After her retirement McDowell refused to sit idle and has been committed to actively serving the Madison community in various capacities. She continues to advise and mentor former students and has volunteered her time with the Dane County Job Center as a food share and health benefits advisor; served as a representative payee for New Bridge (formerly known as the South Madison coalition of the elderly) and was an advisory board member for the Alzheimer’s and Dementia Alliance. She has volunteered her time with Mt. Zion Baptist Church in the food pantry, adult choir, and as a church greeter; served as past president, first vice president and chair of numerous committees in the Madison Alumnae Chapter of Delta Sigma Theta Sorority, Inc. and currently serves as the Delta DEARS Coordinator for the State of Wisconsin; served as a Voter Education Ambassador and Election official for the City of Madison and is a member of and provides administrative support for the African American Opioid Coalition.

Andrea Jones

Andrea Jones is the founder and CEO of Kreative Kidz Academy preschool. She earned her master’s degree from Edgewood College majoring in Education Leadership in 2019. She attended Undergrad at Tennessee State University and received her bachelor’s degree in elementary education. Her desire to become an educator was inspired by her 8th grade teacher (Mrs. Wright) and her high school counselor (Mrs. Edwards). For the past 20 plus years, she has dedicated her professional career, time, and energy wholly to ensuring that all children receive the best education, nurturing, and guidance Andrea could possibly provide. Yet, she has only been left wanting to give more.

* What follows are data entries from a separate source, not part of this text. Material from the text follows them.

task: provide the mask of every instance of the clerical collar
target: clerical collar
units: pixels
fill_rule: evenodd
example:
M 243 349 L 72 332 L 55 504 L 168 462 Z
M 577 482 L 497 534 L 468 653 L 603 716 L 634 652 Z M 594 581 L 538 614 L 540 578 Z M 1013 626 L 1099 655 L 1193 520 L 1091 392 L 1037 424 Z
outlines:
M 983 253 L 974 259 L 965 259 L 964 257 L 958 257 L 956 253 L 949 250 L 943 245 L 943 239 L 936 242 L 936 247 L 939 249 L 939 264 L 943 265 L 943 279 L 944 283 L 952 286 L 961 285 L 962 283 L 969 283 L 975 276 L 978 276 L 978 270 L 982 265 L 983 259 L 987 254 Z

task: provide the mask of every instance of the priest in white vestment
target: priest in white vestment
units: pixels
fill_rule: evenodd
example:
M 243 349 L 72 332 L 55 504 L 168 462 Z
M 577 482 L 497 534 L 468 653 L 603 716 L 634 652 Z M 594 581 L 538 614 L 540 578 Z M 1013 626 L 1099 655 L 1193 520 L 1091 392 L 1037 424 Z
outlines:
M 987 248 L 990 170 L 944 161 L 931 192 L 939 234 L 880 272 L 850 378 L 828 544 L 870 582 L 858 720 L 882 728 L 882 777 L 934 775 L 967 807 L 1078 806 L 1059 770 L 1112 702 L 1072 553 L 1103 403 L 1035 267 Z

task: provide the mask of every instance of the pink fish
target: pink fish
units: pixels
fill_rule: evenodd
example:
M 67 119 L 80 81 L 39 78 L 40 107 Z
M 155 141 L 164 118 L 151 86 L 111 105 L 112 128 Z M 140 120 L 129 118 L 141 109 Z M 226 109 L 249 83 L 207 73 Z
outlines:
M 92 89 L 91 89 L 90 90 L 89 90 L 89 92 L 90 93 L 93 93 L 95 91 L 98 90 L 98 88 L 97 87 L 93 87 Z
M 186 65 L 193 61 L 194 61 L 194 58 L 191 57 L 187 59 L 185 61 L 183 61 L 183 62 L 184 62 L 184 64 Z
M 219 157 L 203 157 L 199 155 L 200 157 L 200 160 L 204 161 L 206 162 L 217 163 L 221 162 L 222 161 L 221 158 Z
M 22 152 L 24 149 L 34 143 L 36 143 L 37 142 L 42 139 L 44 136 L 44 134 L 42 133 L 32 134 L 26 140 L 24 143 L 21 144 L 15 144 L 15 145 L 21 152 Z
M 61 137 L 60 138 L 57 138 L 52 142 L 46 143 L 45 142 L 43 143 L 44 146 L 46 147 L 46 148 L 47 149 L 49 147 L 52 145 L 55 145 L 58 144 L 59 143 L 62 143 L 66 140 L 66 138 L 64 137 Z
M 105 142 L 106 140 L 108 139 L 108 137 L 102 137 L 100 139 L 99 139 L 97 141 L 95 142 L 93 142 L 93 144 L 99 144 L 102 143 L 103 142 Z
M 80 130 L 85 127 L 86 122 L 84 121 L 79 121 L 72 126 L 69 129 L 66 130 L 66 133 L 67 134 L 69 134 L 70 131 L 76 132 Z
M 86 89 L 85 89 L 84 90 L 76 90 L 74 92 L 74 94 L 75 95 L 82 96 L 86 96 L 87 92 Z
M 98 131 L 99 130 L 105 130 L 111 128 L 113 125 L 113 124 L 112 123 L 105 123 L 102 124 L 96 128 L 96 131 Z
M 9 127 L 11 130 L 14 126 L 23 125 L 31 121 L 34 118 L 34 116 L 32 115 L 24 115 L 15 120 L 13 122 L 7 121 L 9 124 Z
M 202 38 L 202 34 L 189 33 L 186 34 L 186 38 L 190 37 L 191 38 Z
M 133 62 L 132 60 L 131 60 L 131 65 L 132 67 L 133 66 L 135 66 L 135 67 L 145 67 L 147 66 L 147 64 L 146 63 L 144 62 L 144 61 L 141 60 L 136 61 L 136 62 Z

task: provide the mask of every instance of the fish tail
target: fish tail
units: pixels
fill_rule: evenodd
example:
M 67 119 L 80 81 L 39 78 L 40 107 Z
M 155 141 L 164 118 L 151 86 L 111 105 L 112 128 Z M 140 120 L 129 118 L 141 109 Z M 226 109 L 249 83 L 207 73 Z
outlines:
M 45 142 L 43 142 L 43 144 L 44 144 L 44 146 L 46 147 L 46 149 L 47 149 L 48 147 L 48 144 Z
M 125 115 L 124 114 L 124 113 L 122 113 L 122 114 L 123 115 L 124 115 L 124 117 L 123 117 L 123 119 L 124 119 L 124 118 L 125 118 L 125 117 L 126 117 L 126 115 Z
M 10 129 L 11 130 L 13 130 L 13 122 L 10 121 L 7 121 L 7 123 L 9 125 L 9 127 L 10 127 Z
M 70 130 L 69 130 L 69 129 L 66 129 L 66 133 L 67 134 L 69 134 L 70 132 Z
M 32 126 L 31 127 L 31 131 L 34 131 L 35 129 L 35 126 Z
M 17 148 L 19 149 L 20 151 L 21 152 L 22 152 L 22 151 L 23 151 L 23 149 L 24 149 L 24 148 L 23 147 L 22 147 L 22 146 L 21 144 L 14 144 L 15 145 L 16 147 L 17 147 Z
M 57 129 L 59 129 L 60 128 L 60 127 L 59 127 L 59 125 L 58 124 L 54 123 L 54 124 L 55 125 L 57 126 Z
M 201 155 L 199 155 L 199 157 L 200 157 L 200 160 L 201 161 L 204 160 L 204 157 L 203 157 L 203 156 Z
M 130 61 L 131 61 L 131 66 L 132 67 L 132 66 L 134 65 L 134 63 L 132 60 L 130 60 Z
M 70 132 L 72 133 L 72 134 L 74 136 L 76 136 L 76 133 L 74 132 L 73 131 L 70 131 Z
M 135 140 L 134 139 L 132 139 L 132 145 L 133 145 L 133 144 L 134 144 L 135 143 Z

Jones currently serves as the Multicultural Services Coordinate, the Black Student Union Advisor, and the Coordinator of African American Parent Council P.U.R.E (Parents United for Responsible Education) at Vel Phillips Memorial High School. Her educational philosophy is very simple, students do not care how much you know, until they know how much you care. Caring is what they need first, after they know she cares, then they open their hearts and minds, and she can counsel them.

Lucía Nuñez

Lucía Nuñez just retired from Madison Area Technical College where she served as the first vice president of Equity, Inclusion, and Community Engagement. She has 30-plus years of experience in the public, non-profit, social service, and education sectors. Nuñez served as the Director of the City of Madison Department of Civil Rights for 10 years and prior to holding that position, she was the Equal Rights Division Administrator for the Wisconsin Department of Workforce Development (DWD). She also served as the Deputy Secretary for the Wisconsin Department of Workforce Development. From 1999-2003, she was the Executive Director of Centro Hispano of Dane County. Before moving to Madison, she was the Senior Curriculum Specialist at the Stanford Program on International and Cross-Cultural Education (SPICE) at Stanford University in Palo Alto, California. She has also been a teacher, a trainer, and a Peace Corps volunteer.

She received her master’s in international education from the University of Massachusetts in Amherst, Massachusetts. And received her bachelor’s of arts in Political Science and Hispanic Studies from Connecticut College in Connecticut.  

YWCA Madison is proud to have recognized 251 women since the first Woman of Distinction was bestowed the honor in 1974. The honorees’ community service, professional achievement, integrity, leadership, and dedication to the lives of others stand as a reflection of YWCA Madison’s historic mission and values. These awards were established to increase community awareness and appreciation of the diverse contributions of women in the workforce and in the community.